Makeup Basics – Finishing Powder

If you already have a setting powder and have some money to spare, then you might want to consider getting a finishing powder. As the name states, it changes how your skin looks. Of course, you can add primers to make your skin matte or radiant, but this is an alternative, and sometimes better option, because if you use primers, which usually comes in liquid form, it can clump up on the skin and force you to redo your makeup. These powder are also quicker, as primers need to set to your skin before you can add any more to your skin.

There are several types of finishing powder – corrective, mattifying, luminizing, blurring being the most common on the market.

1. Corrective finishing powder 

Corrective finishing powders usually contain more than the usual amount and type of colours. Don’t be frightened if you see greens, purples, peaches and oranges (although the last colour is rarer) in the powder. When you swirl your brush over it,  the colours will blend together and become invisible to the eyes as you apply it on your foundation/bare skin. What the colours do is correct any problems you have on your skin. Look at the colour wheel.

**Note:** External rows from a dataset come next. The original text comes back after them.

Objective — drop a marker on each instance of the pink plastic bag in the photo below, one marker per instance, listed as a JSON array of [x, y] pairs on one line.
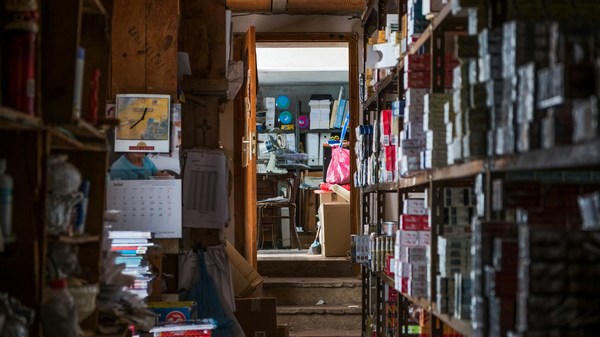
[[338, 171]]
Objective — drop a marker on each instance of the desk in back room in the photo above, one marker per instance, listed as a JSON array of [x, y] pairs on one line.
[[267, 186]]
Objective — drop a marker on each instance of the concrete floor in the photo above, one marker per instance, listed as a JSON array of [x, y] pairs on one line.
[[293, 255]]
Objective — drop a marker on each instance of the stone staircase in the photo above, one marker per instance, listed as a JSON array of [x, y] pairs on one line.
[[316, 296]]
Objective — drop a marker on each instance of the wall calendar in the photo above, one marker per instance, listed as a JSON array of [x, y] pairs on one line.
[[147, 205]]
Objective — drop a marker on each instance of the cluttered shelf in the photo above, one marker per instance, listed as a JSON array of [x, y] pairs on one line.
[[14, 119], [423, 177], [563, 156], [379, 87], [462, 326], [365, 15], [75, 239], [94, 7], [425, 36]]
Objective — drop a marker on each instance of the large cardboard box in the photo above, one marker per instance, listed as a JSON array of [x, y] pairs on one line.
[[257, 316], [335, 228], [245, 279]]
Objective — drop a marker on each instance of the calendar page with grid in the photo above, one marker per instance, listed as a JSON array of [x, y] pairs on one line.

As you can see, there are colours which are complementary to each other. Complementary, in makeup speak, are colours that cancel each other out. In art speak, they are colours that look good together. Like how the colours show, green cancels red, orange cancels blue, and yellow cancels purple.

The pigments in these colour correcting powders – green, purple and peach – do exactly that. It brightens your skin tone overall if you don’t have much redness or dark spots on your face. Since these powders have all the different colours, you can also use the specific colours to correct the colour. Just carefully scrape, or rub the colour onto the back of your hand. You can rub that straight on the trouble area, but it could move when you put your foundation or concealer on.

Yes, you have to apply concealer or foundation on, especially if you are using colours that stand out against your skin. Can’t have people walking around with green, blue and peach coloured spots on their faces, can we?

So before that, take out your moisturiser, preferably lightweight.  Rub the tiniest amount of moisturiser into the pigment that you have, and it becomes a cream. You can make more, doing the same steps, and apply to the spots. The moisturiser helps the pigment to adhere better than if it were on its own, and also moisturises the area as well, so it heals faster (or if it is a dark spot, make it less harsh against the skin.)

2. Highlighting Powders

Hourglass Ambient Lighting Palette

Although these can also be tagged under highlighters, the finish of these powders are much lighter, and serve to brighten the face in a softer way. The most famous of these types of powder is the Hourglass Ambient Lighting Palette. It has three different colours, which you can also purchase separately, Dim Light, Incandescent Light, and Radiant Light. You can read more about it here.  I don’t own one, but it’s been highly raved about. This powder also helps blur any imperfections that you have, even more on top of a corrective powder.

3. Blurring Powders

The third and final powder type is burring powders. These help reduce the appearance of large pores and reduce shine. It’s good for people who are shiny around the T-Zone, and have large pores.

So that’s it! Will update the series when new products show! See you!